Re: Committing database transactions with DESTROY
by AidanLee (Chaplain) on Oct 16, 2001 at 20:40 UTC

    I have to wonder: _why_ is DESTROY not being called for this query and others like it? Since these are not persistent db connections, at some point the object will go out of scope and DESTROY should be called.

    Is it that you have sql calls that need commit()'ing before the object goes out of scope? Or is it that the script may croak before DESTROY gets called? If it's the first case, then explicitly calling commit() (or a sub to do it for you) is the way to go. If it's the latter, perhaps you need to hijack the SIGDIE long enough to make sure any commits that need doing get done.

Re: Committing database transactions with DESTROY
by perrin (Chancellor) on Oct 16, 2001 at 21:01 UTC
    It might work if you undef the objects explicitly, but at that point the DWIM magic is gone.

    In general, I think it's better to be explicit about hairy things like transactions.
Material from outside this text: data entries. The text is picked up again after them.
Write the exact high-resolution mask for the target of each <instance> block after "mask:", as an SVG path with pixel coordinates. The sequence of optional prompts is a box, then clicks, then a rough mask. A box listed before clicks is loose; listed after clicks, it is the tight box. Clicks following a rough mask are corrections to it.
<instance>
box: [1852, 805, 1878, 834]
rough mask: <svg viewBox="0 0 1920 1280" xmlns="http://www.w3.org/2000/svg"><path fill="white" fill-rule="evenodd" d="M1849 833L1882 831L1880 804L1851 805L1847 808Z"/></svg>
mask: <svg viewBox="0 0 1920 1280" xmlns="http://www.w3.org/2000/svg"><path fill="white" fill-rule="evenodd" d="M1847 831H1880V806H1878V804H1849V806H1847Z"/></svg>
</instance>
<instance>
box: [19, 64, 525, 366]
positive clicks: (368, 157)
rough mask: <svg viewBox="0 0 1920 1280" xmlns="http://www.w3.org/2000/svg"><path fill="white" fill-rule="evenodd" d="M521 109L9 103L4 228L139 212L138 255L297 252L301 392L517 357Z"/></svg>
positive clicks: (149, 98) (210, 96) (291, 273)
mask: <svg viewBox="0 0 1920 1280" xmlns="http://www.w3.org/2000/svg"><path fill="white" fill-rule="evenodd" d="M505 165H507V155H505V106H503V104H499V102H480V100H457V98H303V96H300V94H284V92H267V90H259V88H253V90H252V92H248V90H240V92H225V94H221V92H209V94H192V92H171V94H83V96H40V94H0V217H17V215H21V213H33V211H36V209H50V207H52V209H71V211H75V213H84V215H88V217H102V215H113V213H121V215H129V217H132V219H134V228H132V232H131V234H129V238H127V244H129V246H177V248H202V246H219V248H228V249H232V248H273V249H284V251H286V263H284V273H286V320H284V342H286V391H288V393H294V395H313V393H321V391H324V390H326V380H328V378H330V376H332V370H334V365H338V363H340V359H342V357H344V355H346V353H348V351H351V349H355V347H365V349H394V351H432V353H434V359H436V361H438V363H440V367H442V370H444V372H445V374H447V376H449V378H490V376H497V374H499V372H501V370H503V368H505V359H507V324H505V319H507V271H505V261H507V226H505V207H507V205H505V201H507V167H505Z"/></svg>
I would make the part of the program that calls the data objects handle creating and committing the transaction.

Re: Committing database transactions with DESTROY
by Hero Zzyzzx (Curate) on Oct 16, 2001 at 20:49 UTC

    I'm not really an expert on this, but here goes: DESTROY only gets called when something is about to be garbage-collected, right?

    Are there references/globals that need to be "undef'd" that aren't undef'd in some cases, that are hanging around and keeping a variable from being garbage collected, and consequently having DESTROY called on it?

    -Any sufficiently advanced technology is
    indistinguishable from doubletalk.